Member of the Puerto Rico Senate from the Mayagüez district
- In office January 2, 2013 – January 2, 2017

Personal details
- Born: March 14, 1975 (age 51) Mayagüez, Puerto Rico
- Party: Popular Democratic Party (PPD)
- Alma mater: University of Puerto Rico at Mayagüez (BA) Eugenio María de Hostos School of Law (JD)
- Profession: Politician

= Gilberto Rodríguez (politician) =

Puerto Rican politician

Gilberto Rodríguez (born March 14, 1975) is a Puerto Rican politician from the Popular Democratic Party (PPD). Rodríguez was elected to the Senate of Puerto Rico in 2012.

==Early years and studies==

Gilberto Rodríguez was born in Mayagüez on March 14, 1975. He is the oldest of five children, born to Gilberto Rodríguez, Sr. and Carmen Valle. However, he was raised by José Vientos, whom he considers his father.

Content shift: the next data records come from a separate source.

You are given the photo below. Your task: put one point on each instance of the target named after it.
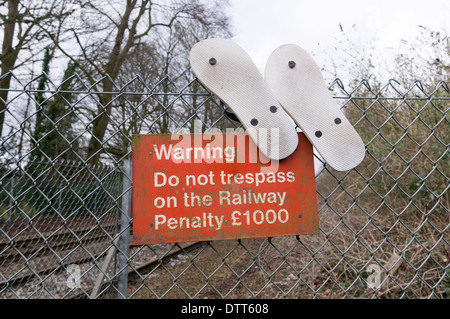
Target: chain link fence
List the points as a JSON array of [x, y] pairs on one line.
[[65, 222]]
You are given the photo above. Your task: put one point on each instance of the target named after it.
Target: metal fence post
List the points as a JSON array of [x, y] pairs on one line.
[[124, 231]]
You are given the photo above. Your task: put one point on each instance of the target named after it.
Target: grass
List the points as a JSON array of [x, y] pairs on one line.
[[392, 211]]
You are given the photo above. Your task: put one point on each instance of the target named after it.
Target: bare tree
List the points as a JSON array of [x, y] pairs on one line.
[[106, 35], [160, 61], [21, 21]]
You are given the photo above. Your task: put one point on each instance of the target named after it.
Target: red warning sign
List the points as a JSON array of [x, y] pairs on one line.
[[198, 187]]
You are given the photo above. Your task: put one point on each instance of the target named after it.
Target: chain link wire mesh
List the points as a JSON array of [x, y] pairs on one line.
[[64, 221]]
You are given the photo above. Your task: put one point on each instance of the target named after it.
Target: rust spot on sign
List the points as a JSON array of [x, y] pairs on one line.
[[214, 187]]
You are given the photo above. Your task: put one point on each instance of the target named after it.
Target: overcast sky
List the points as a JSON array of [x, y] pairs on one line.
[[263, 25]]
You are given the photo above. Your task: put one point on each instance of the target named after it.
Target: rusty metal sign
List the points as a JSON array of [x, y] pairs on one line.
[[198, 187]]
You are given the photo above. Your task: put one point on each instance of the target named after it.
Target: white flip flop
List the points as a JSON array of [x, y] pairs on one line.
[[226, 70], [297, 82]]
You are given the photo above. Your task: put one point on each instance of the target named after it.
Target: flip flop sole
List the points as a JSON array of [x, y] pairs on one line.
[[297, 82], [226, 70]]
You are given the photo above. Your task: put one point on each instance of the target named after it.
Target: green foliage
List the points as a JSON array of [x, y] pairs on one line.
[[53, 135]]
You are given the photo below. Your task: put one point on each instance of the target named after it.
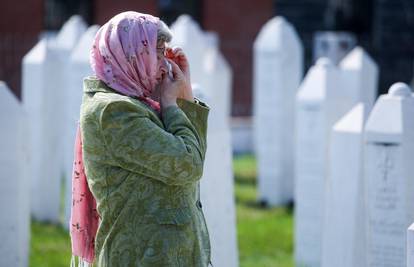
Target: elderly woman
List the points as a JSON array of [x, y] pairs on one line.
[[141, 148]]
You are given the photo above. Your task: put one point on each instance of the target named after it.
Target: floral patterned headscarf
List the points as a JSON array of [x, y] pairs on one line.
[[124, 57], [124, 54]]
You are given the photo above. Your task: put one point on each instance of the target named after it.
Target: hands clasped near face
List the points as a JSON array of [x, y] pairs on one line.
[[178, 84]]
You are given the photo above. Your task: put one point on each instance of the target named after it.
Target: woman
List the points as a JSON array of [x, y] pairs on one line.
[[142, 158]]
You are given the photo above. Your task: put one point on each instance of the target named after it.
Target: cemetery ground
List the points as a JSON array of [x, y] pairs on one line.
[[265, 235]]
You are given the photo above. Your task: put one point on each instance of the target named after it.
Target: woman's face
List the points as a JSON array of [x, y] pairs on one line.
[[162, 67]]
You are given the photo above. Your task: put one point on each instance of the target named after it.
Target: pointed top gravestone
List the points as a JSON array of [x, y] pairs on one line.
[[318, 107], [218, 80], [188, 35], [389, 168], [82, 50], [389, 108], [15, 187], [410, 246], [360, 76], [278, 70], [70, 32], [344, 203]]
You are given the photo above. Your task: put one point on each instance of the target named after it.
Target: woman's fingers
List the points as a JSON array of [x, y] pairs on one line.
[[177, 72]]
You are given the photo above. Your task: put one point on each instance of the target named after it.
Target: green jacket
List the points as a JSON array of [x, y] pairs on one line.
[[144, 173]]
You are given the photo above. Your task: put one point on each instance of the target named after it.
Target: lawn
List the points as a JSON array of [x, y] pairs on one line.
[[265, 235]]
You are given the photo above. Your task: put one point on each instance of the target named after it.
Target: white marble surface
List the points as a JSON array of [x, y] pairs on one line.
[[15, 186], [343, 225], [360, 77], [389, 168], [45, 72], [410, 246], [318, 107], [278, 70], [79, 68], [213, 75], [333, 45]]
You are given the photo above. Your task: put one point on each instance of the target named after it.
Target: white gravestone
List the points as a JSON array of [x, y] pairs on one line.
[[324, 96], [79, 68], [38, 96], [343, 228], [333, 45], [217, 185], [410, 246], [389, 180], [194, 42], [44, 90], [278, 70], [316, 112], [360, 77], [15, 187], [210, 70]]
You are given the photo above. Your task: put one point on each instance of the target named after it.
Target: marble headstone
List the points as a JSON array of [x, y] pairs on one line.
[[360, 77], [410, 246], [45, 75], [38, 95], [343, 228], [317, 109], [188, 35], [333, 45], [15, 187], [213, 75], [278, 70], [79, 68], [388, 172]]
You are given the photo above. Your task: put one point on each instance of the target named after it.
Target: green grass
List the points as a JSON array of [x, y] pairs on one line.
[[265, 235]]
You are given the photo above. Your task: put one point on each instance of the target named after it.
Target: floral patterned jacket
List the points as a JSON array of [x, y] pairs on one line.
[[144, 173]]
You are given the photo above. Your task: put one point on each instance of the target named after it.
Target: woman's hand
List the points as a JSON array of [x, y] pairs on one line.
[[172, 88], [178, 57]]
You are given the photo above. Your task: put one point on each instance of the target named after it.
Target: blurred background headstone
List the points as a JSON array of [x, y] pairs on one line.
[[389, 168], [278, 71], [15, 186]]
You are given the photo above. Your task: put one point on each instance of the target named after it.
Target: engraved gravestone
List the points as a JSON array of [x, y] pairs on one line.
[[44, 90], [343, 231], [278, 70], [389, 168], [15, 187], [318, 107]]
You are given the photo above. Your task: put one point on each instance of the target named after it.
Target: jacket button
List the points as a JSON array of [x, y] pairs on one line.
[[199, 204]]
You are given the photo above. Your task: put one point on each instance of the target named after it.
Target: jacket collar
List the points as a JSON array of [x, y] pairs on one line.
[[92, 84]]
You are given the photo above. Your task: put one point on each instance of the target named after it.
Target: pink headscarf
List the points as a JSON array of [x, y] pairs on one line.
[[123, 56]]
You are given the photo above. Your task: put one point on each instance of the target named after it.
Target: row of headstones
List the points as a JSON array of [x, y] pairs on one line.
[[53, 72], [352, 206]]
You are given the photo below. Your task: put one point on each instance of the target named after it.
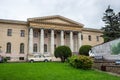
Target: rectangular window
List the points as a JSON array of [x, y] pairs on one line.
[[45, 47], [81, 37], [97, 37], [35, 34], [9, 32], [8, 58], [22, 33], [46, 35], [21, 58], [55, 35]]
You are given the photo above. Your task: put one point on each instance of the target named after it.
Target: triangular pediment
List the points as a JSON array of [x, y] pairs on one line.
[[56, 20]]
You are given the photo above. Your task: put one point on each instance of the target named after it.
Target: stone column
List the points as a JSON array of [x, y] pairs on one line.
[[71, 41], [79, 40], [52, 42], [62, 37], [42, 41], [31, 40]]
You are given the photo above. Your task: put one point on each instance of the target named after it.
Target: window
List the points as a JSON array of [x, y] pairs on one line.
[[9, 32], [55, 35], [22, 33], [64, 36], [89, 38], [8, 47], [97, 37], [8, 58], [35, 34], [45, 47], [81, 37], [22, 48], [54, 46], [46, 35], [21, 58], [35, 47]]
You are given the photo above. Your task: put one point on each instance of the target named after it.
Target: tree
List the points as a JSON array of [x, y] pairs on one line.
[[63, 52], [84, 50], [112, 25]]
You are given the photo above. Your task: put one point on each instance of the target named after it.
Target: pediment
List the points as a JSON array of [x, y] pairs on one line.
[[55, 19]]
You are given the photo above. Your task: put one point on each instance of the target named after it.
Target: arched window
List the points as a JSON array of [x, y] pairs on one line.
[[45, 47], [8, 47], [35, 47], [89, 38], [22, 48]]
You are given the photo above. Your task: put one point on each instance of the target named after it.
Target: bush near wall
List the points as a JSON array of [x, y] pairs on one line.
[[84, 50], [63, 52], [81, 62]]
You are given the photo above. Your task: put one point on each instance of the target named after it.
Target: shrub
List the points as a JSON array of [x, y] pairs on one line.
[[84, 50], [4, 59], [81, 62], [63, 52]]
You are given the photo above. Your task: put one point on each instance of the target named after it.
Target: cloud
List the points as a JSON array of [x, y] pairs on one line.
[[88, 12]]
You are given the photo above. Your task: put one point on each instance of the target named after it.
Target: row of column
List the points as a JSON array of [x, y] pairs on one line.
[[52, 40]]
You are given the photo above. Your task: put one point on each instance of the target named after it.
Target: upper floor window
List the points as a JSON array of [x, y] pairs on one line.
[[21, 58], [22, 33], [45, 47], [35, 47], [46, 35], [54, 46], [81, 37], [35, 34], [89, 38], [55, 35], [22, 48], [9, 32], [8, 47], [97, 37]]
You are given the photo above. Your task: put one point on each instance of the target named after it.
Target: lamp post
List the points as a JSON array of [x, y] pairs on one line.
[[110, 15], [0, 49]]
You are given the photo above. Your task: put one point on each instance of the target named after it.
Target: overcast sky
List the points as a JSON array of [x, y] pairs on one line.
[[87, 12]]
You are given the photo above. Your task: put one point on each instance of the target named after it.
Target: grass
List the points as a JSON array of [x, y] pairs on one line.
[[49, 71]]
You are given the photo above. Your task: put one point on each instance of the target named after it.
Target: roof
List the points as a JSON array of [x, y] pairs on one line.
[[13, 21], [40, 19], [93, 30]]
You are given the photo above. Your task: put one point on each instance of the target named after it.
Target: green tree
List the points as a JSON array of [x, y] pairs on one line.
[[112, 25], [84, 50], [63, 52]]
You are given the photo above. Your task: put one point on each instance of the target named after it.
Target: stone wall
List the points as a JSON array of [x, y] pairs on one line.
[[109, 50], [108, 66]]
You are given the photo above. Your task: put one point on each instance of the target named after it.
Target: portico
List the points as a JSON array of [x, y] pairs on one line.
[[53, 32]]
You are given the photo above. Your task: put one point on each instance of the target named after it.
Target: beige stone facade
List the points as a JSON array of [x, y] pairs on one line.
[[43, 34]]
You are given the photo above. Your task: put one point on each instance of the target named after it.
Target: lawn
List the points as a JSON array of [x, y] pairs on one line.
[[49, 71]]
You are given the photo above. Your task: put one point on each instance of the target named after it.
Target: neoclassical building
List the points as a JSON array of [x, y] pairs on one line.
[[41, 35]]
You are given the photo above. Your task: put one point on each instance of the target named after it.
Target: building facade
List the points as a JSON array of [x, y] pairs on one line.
[[19, 39]]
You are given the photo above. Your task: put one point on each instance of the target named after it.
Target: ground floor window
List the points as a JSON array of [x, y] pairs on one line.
[[21, 58], [35, 47], [8, 58], [45, 47]]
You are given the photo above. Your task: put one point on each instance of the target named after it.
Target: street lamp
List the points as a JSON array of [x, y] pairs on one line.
[[109, 11], [0, 49]]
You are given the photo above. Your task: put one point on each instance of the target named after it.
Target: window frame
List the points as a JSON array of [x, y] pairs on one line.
[[22, 33], [9, 32], [8, 47], [22, 48], [35, 47]]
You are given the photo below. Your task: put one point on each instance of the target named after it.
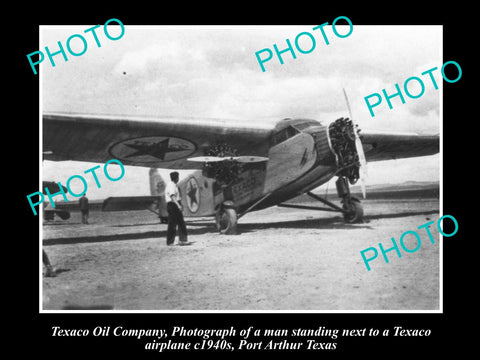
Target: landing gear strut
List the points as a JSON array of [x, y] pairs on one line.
[[353, 209], [226, 218]]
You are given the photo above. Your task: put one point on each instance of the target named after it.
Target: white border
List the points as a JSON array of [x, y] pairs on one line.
[[40, 213]]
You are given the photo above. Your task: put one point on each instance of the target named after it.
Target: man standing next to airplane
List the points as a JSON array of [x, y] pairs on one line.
[[174, 209]]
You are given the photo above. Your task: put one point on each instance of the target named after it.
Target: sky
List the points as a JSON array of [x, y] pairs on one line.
[[212, 71]]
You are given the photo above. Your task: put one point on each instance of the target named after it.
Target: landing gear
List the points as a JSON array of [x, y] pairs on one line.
[[353, 209], [226, 218]]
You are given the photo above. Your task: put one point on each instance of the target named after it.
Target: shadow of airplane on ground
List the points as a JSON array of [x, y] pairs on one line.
[[200, 228]]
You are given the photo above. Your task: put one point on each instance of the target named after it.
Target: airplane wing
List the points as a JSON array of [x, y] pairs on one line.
[[148, 142], [388, 145]]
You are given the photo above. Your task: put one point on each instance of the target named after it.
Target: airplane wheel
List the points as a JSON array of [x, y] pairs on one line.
[[355, 214], [226, 221]]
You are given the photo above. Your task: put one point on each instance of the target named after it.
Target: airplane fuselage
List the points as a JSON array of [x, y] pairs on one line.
[[300, 159]]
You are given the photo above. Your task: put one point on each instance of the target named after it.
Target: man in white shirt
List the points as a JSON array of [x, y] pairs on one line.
[[174, 209]]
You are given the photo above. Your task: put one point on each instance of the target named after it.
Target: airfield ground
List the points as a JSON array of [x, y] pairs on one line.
[[282, 259]]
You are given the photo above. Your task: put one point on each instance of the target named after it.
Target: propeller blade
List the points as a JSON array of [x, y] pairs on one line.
[[207, 159], [359, 148]]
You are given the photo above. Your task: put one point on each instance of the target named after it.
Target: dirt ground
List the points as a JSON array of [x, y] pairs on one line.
[[282, 259]]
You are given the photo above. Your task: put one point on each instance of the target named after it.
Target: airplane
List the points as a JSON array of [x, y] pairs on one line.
[[239, 166], [49, 211]]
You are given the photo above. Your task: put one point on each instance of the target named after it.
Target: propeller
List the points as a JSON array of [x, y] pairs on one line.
[[360, 152]]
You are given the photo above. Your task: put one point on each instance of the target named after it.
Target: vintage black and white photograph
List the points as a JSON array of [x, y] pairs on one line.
[[241, 168]]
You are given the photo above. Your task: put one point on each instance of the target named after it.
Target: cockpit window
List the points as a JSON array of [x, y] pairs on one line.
[[284, 134]]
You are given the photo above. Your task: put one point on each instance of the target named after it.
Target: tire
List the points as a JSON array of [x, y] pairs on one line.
[[226, 221], [355, 214]]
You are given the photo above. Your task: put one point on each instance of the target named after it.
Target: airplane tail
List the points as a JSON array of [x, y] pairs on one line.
[[157, 184]]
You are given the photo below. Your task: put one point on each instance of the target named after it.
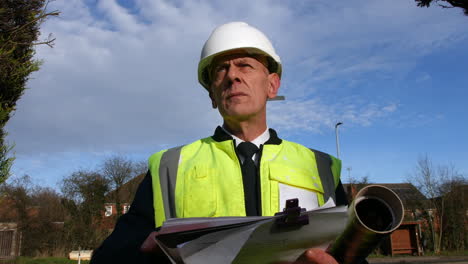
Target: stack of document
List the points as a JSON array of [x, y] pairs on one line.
[[248, 239]]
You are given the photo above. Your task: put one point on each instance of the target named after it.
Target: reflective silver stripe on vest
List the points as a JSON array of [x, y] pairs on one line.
[[324, 163], [167, 179]]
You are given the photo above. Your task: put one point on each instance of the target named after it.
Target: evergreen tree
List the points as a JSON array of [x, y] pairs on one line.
[[19, 31]]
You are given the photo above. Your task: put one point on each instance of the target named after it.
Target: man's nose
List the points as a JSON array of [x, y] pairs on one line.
[[233, 73]]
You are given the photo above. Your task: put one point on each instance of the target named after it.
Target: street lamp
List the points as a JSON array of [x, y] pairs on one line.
[[337, 140]]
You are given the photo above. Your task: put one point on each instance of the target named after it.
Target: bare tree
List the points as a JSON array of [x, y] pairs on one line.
[[38, 212], [118, 170], [85, 194], [437, 184]]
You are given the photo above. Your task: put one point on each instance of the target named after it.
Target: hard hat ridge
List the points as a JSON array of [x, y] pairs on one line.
[[232, 36]]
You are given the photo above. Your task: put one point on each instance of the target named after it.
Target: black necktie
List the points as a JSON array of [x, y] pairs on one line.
[[249, 177]]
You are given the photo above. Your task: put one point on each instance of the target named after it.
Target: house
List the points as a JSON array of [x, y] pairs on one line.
[[126, 195]]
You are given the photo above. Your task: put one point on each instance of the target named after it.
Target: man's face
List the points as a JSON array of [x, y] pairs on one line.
[[241, 85]]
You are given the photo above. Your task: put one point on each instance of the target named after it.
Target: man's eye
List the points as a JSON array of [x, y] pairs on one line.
[[220, 68]]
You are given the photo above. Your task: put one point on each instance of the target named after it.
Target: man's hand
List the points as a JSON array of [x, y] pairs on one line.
[[315, 256]]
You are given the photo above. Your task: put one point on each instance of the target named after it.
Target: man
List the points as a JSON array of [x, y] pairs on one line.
[[244, 169]]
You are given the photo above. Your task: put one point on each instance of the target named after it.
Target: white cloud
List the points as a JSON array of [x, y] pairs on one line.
[[118, 77], [316, 116]]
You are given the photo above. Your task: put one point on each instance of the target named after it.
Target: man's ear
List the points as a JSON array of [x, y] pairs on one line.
[[213, 102], [275, 83]]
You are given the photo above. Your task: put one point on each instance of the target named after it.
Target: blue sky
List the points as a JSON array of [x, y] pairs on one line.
[[121, 79]]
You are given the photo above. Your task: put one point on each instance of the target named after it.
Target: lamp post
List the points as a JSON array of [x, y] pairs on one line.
[[337, 140]]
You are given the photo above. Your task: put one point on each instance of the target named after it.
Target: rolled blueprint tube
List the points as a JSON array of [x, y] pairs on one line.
[[374, 214]]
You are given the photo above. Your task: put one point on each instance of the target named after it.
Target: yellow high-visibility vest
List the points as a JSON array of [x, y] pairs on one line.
[[204, 178]]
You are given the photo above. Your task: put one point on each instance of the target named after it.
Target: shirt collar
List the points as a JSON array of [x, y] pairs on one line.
[[260, 140]]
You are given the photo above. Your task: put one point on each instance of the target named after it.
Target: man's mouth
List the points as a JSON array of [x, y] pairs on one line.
[[234, 95]]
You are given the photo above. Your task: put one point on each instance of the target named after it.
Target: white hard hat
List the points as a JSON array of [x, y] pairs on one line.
[[232, 36]]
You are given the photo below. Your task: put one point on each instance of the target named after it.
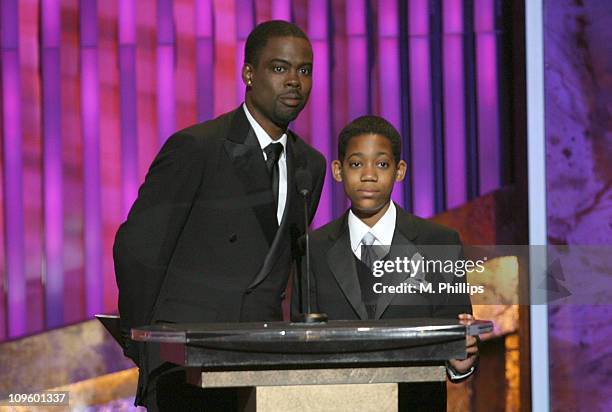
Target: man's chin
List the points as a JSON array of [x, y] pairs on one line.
[[288, 115]]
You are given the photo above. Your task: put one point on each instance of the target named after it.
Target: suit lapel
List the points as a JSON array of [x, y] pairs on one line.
[[279, 240], [404, 236], [247, 160], [342, 264]]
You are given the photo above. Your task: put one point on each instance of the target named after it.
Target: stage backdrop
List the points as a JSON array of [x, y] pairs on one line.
[[91, 89]]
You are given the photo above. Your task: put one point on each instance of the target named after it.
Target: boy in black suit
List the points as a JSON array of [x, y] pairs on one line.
[[342, 285]]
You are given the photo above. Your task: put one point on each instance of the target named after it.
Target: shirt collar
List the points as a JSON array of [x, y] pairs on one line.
[[263, 137], [383, 229]]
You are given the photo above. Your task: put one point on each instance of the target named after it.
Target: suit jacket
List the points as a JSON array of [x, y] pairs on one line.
[[200, 243], [335, 287]]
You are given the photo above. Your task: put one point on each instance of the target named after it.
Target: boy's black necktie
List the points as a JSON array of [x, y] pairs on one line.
[[273, 153]]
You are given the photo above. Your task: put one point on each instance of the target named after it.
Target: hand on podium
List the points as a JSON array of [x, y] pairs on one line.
[[466, 366]]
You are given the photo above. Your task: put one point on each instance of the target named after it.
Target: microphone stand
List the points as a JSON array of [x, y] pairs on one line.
[[309, 317]]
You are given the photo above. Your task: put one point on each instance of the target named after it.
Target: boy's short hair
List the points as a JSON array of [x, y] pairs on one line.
[[370, 125], [262, 32]]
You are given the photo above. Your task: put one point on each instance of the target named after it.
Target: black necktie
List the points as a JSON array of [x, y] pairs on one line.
[[273, 152], [368, 256]]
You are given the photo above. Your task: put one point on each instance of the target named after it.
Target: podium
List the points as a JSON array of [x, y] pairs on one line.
[[332, 366]]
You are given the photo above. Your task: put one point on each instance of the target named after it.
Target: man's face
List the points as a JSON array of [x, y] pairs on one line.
[[368, 172], [279, 85]]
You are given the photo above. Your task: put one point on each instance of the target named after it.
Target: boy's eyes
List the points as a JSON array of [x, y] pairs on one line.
[[382, 164]]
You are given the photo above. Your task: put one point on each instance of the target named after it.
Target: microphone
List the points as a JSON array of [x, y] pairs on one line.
[[303, 182]]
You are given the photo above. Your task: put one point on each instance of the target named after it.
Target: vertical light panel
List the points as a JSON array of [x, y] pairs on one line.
[[422, 163], [53, 273], [320, 107], [90, 108], [358, 73], [165, 69], [245, 21], [454, 103], [536, 169], [389, 72], [281, 10], [127, 101], [205, 59], [13, 169], [435, 54], [487, 96], [471, 119]]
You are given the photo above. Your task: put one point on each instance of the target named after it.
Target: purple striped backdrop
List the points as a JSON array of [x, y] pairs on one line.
[[245, 21], [53, 271], [422, 161], [165, 69], [90, 126], [363, 52], [127, 101], [389, 68]]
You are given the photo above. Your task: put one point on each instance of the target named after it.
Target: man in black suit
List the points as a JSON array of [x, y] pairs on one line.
[[345, 251], [212, 235]]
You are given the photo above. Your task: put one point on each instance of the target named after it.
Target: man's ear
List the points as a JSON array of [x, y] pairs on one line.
[[337, 170], [400, 173], [247, 74]]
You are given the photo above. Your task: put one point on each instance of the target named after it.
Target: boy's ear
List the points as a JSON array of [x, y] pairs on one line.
[[337, 170], [247, 74], [400, 173]]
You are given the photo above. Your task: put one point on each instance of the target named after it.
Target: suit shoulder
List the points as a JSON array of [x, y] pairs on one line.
[[309, 150], [210, 130], [435, 233], [323, 234]]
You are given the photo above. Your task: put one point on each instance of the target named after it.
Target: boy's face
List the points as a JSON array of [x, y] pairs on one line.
[[368, 172]]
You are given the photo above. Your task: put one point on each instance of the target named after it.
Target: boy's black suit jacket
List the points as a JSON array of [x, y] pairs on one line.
[[335, 288], [200, 243]]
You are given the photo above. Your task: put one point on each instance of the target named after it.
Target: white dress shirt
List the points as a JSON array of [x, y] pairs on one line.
[[264, 140], [383, 230]]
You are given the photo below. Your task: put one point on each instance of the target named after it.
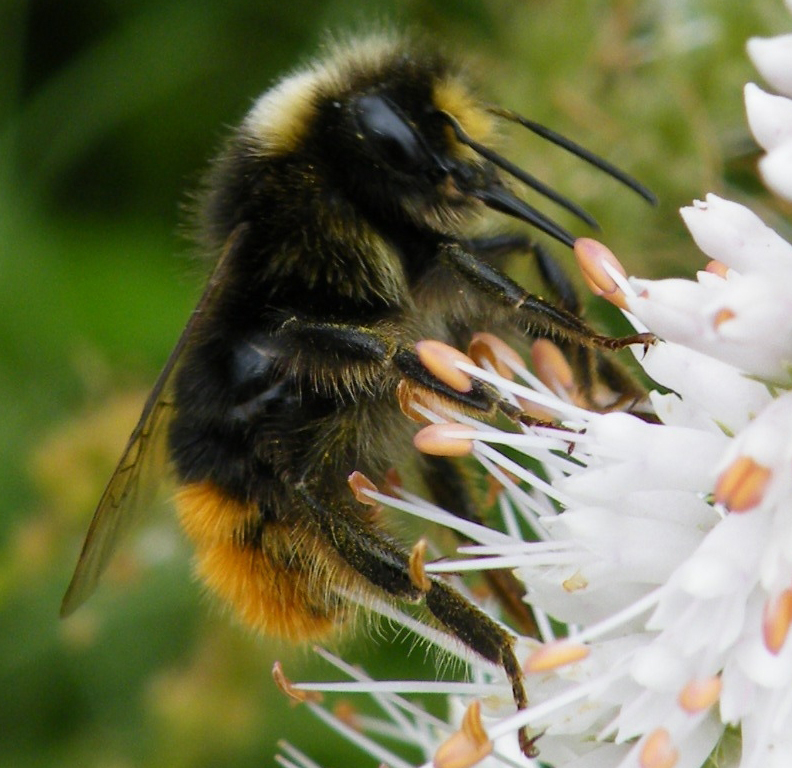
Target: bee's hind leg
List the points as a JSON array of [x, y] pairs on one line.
[[385, 566]]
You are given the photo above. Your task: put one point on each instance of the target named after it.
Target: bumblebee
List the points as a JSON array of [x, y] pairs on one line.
[[338, 218]]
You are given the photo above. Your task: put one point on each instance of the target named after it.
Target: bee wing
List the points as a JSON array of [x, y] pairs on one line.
[[126, 496]]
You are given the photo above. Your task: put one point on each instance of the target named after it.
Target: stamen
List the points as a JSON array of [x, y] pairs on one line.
[[468, 745], [776, 621], [699, 695], [658, 751], [441, 359], [444, 440], [551, 656], [287, 687], [723, 316], [591, 256], [742, 484], [417, 570], [718, 268]]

In 1998, Rodríguez received his bachelor's degree in political science from the University of Puerto Rico at Mayagüez, where he served as vice-president of his class. After graduating, he completed a Juris doctor from the Eugenio María de Hostos School of Law.

==Professional career==

Rodríguez has worked as an attorney and a public notary. He is also a certified mediator with the Judicial Branch.

==Political career==

At the age of 19, Rodríguez was elected president of the PPD Youth in the neighborhood of Buenaventura, where he lived. In 1997, he was elected vice-president of the PPD University Youth at the University of Puerto Rico in Mayagüez. Rodríguez also ran for the Municipal Assembly of the neighboring town of Las Marías.

Rodríguez decided to run for a seat in the Senate of Puerto Rico under the Popular Democratic Party (PPD). After winning a spot on the 2012 primaries, he was elected on the general elections to represent the District of Mayagüez.